Regular expressions python achieve introductory tutorial [Classic]

This article describes the regular expressions python implementation, detailed analysis of the Python regular expression commonly used in a variety of symbols, functions, and so the use of methods and precautions need friends can refer to the following
article describes the realization of the positive python expression function. Share to you for your reference, as follows:

preamble:

First of all, what is the regular expression (Regular Expression)?

For example, we want to determine the string "adi_e32fv, Ls" which if it contains the substring "e32f", we have another example in a txt file containing one million names to find the name "King", the name to "five" at the end of the name, and then print it out.
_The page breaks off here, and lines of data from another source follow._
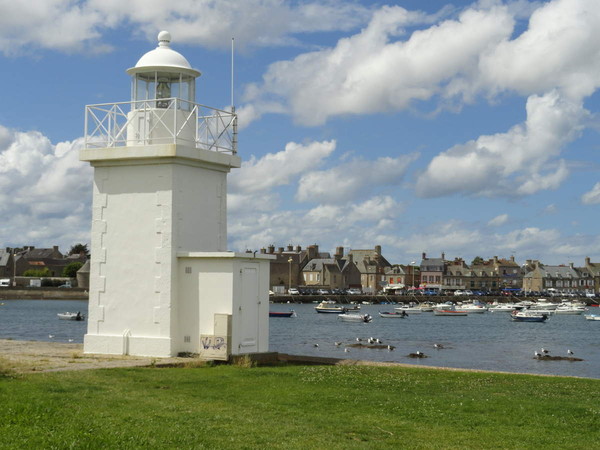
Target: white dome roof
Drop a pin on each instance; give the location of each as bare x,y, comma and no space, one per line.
163,58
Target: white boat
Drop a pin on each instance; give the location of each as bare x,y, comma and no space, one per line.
409,309
366,318
449,311
529,315
331,307
569,309
393,315
472,308
70,316
543,304
503,307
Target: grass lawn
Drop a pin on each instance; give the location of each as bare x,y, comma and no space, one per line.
297,407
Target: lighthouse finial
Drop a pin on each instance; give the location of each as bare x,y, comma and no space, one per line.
164,39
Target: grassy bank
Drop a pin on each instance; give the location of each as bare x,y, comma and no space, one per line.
297,407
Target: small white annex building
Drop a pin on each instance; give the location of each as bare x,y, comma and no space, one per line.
161,282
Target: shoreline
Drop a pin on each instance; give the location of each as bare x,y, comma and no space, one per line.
43,356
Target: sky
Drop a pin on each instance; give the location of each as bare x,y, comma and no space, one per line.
468,128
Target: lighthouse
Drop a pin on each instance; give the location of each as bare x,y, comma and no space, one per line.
161,280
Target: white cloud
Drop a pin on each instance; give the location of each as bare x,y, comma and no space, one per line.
521,161
353,179
592,197
41,24
559,50
498,220
368,73
277,169
45,191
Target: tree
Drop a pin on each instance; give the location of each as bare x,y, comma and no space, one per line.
71,269
478,260
78,249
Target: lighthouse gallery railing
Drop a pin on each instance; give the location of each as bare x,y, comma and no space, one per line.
174,121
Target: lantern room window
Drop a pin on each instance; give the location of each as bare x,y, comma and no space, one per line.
161,87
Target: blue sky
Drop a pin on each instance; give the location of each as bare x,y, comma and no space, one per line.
469,128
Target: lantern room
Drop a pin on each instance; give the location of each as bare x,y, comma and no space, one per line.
162,75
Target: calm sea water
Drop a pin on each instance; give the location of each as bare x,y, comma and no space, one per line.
489,341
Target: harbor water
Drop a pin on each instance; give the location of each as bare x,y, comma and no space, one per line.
489,341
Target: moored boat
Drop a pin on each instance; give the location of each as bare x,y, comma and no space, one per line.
70,316
569,309
366,318
331,307
393,315
409,309
528,315
290,313
449,311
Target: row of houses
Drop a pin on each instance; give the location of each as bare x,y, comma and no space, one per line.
15,262
372,272
366,269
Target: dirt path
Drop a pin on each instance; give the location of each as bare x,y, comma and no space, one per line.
34,356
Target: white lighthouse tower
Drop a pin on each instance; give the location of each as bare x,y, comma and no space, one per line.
161,282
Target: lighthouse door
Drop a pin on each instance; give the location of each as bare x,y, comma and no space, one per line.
249,309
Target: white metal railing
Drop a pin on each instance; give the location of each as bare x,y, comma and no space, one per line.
162,121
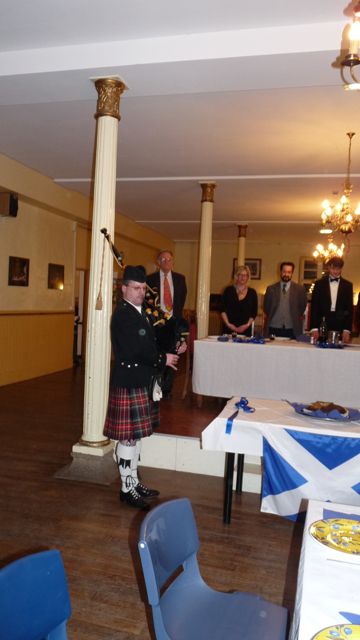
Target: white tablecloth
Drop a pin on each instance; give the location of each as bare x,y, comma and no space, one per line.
249,428
303,457
280,369
328,580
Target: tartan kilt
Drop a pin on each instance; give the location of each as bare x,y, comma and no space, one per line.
131,414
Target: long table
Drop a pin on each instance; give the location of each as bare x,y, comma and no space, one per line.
277,369
271,417
328,581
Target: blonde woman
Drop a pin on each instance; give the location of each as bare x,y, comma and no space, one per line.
239,304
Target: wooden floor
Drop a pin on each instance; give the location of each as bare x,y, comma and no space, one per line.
40,420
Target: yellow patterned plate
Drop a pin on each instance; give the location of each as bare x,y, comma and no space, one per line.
338,533
339,632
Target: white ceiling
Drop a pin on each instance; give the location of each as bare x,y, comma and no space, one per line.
245,93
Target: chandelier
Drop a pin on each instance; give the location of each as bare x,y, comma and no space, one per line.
352,60
340,216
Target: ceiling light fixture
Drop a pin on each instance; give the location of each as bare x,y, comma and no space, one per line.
340,216
352,59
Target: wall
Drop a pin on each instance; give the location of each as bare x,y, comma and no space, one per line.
271,254
53,225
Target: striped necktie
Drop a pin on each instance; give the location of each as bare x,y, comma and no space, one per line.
167,297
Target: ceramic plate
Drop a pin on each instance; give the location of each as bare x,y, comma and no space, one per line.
338,533
339,632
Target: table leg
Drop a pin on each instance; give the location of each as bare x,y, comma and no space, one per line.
229,475
240,472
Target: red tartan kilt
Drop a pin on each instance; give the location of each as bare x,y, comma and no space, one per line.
131,414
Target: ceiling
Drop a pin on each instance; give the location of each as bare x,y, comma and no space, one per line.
248,94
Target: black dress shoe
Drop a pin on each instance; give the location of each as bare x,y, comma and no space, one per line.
144,492
133,499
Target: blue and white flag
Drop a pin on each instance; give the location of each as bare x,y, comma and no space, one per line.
301,466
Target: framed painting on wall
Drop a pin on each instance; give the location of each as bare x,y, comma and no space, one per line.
18,272
254,264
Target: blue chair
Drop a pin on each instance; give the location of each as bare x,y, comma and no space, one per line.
188,609
34,598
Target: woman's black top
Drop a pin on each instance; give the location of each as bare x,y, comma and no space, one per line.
239,311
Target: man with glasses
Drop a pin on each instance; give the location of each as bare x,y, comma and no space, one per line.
132,414
171,287
285,304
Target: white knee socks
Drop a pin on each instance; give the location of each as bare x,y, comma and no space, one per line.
126,454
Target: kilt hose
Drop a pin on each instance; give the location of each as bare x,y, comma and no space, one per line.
131,414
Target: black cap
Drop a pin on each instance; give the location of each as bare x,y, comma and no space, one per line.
137,274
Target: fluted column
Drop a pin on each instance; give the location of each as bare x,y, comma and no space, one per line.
98,349
242,229
204,269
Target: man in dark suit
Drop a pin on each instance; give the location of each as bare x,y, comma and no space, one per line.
285,304
332,299
171,287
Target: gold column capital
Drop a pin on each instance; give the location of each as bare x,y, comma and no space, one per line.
242,230
109,92
208,189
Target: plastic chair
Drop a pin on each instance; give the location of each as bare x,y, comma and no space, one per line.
34,598
188,609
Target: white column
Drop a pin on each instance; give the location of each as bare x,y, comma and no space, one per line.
242,228
204,269
98,349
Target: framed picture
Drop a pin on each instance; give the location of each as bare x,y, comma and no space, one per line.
56,276
254,265
310,270
18,272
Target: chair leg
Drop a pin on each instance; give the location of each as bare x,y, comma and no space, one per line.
240,473
229,475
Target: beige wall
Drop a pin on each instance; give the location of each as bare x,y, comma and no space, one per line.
270,254
52,226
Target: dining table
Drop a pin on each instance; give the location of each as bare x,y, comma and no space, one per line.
327,604
276,369
314,458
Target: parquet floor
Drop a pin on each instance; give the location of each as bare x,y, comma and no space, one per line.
40,420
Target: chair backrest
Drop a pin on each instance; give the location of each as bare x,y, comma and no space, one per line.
168,540
34,598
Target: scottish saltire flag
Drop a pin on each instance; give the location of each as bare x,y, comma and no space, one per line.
299,465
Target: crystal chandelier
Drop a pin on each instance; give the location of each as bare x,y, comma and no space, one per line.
352,60
340,216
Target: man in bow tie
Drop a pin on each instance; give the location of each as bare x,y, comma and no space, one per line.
332,299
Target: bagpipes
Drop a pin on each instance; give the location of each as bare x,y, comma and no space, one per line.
169,331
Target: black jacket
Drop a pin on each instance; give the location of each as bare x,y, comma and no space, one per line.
341,318
137,356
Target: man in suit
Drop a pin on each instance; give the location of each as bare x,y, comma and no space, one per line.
332,299
171,287
285,304
132,414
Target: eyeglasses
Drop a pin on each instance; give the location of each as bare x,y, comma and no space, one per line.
136,287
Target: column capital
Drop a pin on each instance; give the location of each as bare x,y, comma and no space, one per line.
109,92
242,230
208,189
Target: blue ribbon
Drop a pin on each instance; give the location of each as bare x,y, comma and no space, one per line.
329,345
242,404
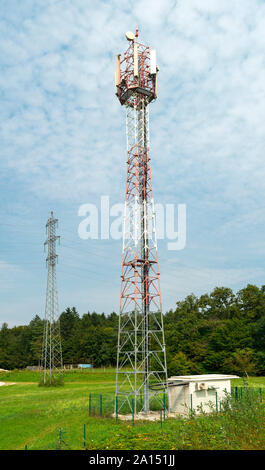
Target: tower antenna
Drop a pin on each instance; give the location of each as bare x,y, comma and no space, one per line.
141,375
52,361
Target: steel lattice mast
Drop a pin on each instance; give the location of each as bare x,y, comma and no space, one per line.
141,357
52,363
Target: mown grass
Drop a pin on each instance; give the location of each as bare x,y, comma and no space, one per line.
32,415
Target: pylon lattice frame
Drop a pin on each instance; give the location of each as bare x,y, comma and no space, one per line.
141,357
52,361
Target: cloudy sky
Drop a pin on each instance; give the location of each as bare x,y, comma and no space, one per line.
62,138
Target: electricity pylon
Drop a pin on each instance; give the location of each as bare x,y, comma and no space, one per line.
141,375
52,361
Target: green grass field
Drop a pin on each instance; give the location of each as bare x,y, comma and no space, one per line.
32,416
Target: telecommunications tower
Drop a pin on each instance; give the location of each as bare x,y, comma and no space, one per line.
52,362
141,375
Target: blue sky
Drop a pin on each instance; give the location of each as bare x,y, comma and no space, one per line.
63,143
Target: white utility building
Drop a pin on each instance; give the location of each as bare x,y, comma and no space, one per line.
195,392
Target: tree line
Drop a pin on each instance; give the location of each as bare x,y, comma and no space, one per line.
220,332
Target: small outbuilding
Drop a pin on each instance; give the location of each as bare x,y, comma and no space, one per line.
198,392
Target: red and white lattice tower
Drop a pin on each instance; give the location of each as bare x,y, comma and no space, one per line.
141,376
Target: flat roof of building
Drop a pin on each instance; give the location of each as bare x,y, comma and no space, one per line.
203,378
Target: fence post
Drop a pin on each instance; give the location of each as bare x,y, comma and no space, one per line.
116,406
216,402
90,404
100,404
132,412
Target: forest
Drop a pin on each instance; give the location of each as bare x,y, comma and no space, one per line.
220,332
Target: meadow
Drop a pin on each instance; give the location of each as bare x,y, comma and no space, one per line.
31,417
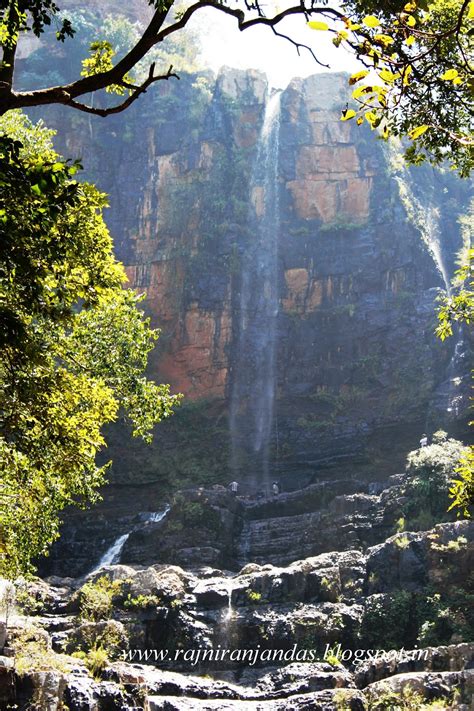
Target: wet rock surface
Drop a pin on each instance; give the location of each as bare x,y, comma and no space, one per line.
302,622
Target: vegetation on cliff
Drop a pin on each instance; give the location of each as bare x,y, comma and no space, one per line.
458,308
416,54
74,343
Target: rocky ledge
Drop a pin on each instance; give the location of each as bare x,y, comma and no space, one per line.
305,623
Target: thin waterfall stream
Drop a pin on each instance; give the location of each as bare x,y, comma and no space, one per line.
113,554
253,386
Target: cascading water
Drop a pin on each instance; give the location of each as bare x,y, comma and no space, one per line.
451,394
253,377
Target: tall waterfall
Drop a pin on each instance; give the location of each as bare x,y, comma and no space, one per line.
451,393
253,376
451,390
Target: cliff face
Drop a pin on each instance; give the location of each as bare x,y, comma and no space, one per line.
355,273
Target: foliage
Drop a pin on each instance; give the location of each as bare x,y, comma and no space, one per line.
416,53
96,598
194,514
387,620
418,79
430,471
33,652
74,345
95,659
7,599
142,602
407,699
402,541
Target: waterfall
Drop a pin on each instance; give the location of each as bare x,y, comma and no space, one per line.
229,613
112,555
253,375
432,236
451,395
426,217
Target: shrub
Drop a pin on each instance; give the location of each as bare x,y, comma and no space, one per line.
33,652
430,471
142,602
96,660
253,596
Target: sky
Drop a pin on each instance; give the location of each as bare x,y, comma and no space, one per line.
259,48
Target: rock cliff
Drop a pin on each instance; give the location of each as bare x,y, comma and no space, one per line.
362,246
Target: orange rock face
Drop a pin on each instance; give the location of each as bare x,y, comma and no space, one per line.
196,363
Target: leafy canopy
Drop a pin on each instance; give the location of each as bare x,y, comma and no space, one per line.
417,82
456,309
73,345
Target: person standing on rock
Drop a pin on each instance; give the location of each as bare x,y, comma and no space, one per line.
234,487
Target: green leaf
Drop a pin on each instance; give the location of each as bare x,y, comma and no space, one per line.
449,75
317,25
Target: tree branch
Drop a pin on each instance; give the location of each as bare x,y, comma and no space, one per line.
154,33
133,96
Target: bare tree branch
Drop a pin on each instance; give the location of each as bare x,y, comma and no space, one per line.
154,33
130,99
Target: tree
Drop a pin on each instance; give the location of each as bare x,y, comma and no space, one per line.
457,308
430,471
419,76
74,345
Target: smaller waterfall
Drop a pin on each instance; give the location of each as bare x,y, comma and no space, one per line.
156,516
432,235
451,395
253,386
113,554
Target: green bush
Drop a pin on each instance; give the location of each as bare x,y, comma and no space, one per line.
430,471
97,597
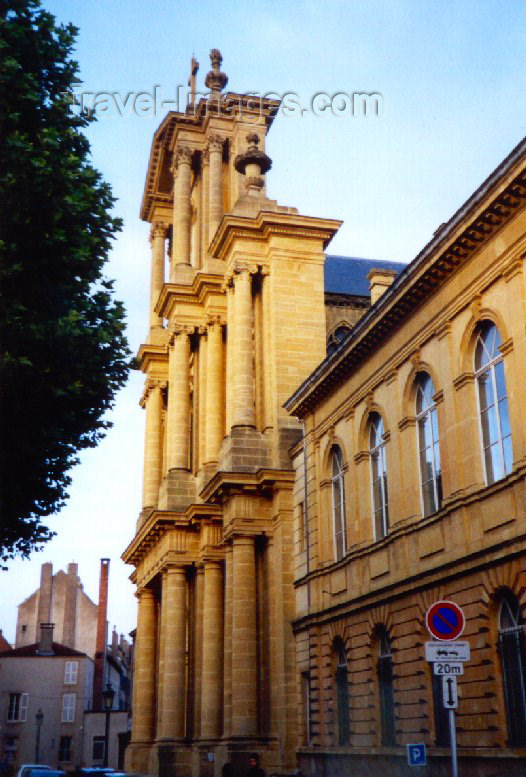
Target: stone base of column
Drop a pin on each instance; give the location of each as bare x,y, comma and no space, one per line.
175,759
244,450
183,273
177,490
140,758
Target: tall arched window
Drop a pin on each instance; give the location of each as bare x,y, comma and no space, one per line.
428,445
378,476
342,691
512,651
338,504
493,404
385,688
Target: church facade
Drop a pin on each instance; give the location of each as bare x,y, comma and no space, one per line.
282,614
238,320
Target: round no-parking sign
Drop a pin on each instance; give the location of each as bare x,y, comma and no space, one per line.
445,620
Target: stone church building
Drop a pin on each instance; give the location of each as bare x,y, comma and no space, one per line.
266,613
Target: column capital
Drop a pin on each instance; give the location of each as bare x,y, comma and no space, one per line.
244,266
158,229
179,329
149,386
214,319
182,156
214,143
145,594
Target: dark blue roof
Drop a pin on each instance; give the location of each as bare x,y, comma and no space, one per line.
348,274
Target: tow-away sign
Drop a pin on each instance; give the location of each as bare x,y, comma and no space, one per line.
447,651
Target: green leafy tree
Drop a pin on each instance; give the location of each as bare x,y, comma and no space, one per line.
63,351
The result is: "Wang five", "Wang five", "King of the Big Five," "Wang Xiao Wu" ......

Before we are using the string functions to find, but the code will be very complicated to implement. Today, a regular expression requires only a re.findall ( 'king. *? Five', txt1) on it! Regular expressions are written the most basic knowledge of web crawler, you can use regular expressions in html collect some strings to meet the requirements of the URL. The following is a summary of some of the individuals on a regular basics of expressions.

(Operating Environment: 32 Win8 system, the running tool: python2.7.9 + Eclipse.)

text:

1, first introduced python re module.

2, metacharacters ^ $ * + {} [] \ |.? ()

re module findall (str1, str2) method returns a string that matches a string str1 str2 format. For example, in the string 'dit dot det, dct dit dot' match 'dit' results:

str1 = 'dit dot det,dct dit dot'
print re.findall('dit',str1)

The results: ['dit', 'dit']
| role: 'dit | dct' represents a dit or dct.

str1 = 'dit dot det,dct dit dot'
print re.findall('dit|dct',str1)

result:

['dit', 'dct', 'dit']

[] Function: [ic] or C i represents, for example, 'd [ic] t' represents both dit and dct, and 'dit | dct' equivalent

str1 = 'dit dot det,dct dit dot'
print re.findall('d[ic]t',str1)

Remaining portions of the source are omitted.